Webster’s sombre and morbid melodrama, which premiered in 1613, is set one hundred years earlier in a corrupt Italian court, notorious for its violence and perverted passions. The play, based on true events, tells a characteristic Jacobean horror story of ambition, lust and murder.
The Duchess, a young widow, disobeys her two brothers and remarries in secret her low-born steward and has three children by him. When the brothers find out, they are so angry, they hire a killer to torment and murder her.
The appalling and gruesome horrors she is made to suffer so steadfastly led Bernard Shaw and many other critics to dismiss Webster as a Tussaud Laureate. The play has regularly got a bad press because of its sensational violence and frank sexuality.
Jodie Whittaker returns to the stage after a long absence to play the defiant Duchess who, forced to choose between honour and lust, opts for apricots and sex and is strangled to death with a rope.
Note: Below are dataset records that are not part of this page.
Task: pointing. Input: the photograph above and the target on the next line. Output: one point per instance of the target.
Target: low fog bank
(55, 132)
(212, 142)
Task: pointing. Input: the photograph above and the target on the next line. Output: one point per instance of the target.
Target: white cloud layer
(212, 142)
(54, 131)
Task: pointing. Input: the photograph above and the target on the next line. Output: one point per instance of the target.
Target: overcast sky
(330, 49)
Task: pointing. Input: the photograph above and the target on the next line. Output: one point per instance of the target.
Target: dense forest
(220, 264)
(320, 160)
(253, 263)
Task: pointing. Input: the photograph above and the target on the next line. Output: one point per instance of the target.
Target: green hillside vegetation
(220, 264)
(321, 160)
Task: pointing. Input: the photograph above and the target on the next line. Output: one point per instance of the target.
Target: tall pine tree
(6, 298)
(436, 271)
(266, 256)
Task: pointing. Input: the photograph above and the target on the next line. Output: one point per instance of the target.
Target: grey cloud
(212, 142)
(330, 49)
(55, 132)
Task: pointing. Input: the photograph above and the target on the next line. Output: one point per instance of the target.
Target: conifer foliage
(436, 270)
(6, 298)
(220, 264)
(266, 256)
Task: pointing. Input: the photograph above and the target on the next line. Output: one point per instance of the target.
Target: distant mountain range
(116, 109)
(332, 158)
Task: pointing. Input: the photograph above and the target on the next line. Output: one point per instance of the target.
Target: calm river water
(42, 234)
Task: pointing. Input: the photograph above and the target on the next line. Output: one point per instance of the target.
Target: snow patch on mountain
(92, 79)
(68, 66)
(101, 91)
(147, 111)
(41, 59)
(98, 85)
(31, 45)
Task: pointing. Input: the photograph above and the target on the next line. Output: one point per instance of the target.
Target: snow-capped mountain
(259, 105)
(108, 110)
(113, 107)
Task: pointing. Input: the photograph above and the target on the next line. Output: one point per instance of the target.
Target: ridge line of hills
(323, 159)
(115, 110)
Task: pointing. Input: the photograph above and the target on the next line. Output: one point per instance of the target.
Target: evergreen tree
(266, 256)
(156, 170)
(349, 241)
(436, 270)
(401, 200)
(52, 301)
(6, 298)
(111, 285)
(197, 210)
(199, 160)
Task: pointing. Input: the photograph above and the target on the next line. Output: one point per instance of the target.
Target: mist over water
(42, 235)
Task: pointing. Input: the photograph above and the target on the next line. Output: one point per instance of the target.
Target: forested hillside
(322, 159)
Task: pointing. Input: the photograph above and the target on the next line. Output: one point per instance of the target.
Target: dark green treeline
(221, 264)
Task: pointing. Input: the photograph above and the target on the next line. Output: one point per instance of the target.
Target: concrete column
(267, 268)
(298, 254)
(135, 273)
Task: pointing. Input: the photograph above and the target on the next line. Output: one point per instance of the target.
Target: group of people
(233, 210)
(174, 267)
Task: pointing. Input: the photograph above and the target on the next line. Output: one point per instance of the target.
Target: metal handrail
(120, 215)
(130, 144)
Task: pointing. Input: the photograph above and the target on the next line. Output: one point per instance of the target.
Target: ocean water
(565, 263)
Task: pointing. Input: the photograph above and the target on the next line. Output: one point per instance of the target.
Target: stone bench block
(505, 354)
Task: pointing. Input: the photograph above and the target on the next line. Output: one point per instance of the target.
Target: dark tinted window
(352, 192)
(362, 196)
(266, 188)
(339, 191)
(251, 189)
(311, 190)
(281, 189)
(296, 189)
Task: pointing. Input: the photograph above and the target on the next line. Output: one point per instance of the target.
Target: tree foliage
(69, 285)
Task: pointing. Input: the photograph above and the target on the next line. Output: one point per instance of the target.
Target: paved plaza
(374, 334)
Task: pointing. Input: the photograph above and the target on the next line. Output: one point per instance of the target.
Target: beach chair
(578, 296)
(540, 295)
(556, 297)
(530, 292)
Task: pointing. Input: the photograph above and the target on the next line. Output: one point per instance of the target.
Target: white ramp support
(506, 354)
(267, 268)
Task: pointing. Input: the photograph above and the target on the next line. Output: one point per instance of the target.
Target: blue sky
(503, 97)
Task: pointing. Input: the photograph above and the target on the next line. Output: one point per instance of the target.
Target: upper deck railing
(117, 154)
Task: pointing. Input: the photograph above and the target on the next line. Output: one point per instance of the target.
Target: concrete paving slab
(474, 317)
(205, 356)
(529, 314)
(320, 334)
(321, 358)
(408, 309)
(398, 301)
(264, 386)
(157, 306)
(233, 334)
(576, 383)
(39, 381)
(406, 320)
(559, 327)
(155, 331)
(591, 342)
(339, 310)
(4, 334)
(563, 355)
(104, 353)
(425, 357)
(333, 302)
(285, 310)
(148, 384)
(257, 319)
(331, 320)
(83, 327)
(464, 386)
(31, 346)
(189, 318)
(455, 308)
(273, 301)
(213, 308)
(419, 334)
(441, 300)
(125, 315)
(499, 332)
Rory Fleck Byrne is Antonio, her bitter, twisted brother, who has incestuous feelings for her and goes stark raving mad in drag and bites Bosola’s ear. Paul Ready is her other brother, a carnal Cardinal, who murders his mistress by stuffing torn Bible pages down her throat.
Jude Owusu is Bosola, the former servant and murderer, employed to spy on the Duchess. It’s a much more rewarding role in Webster’s play.
Zinnie Harris’s script uses a lot of bad language and has none of Webster’s poetry and pathos. Harris also directs a poorly designed production The absurd over-the-top bloodbath finale raises a lot of unwanted laughter.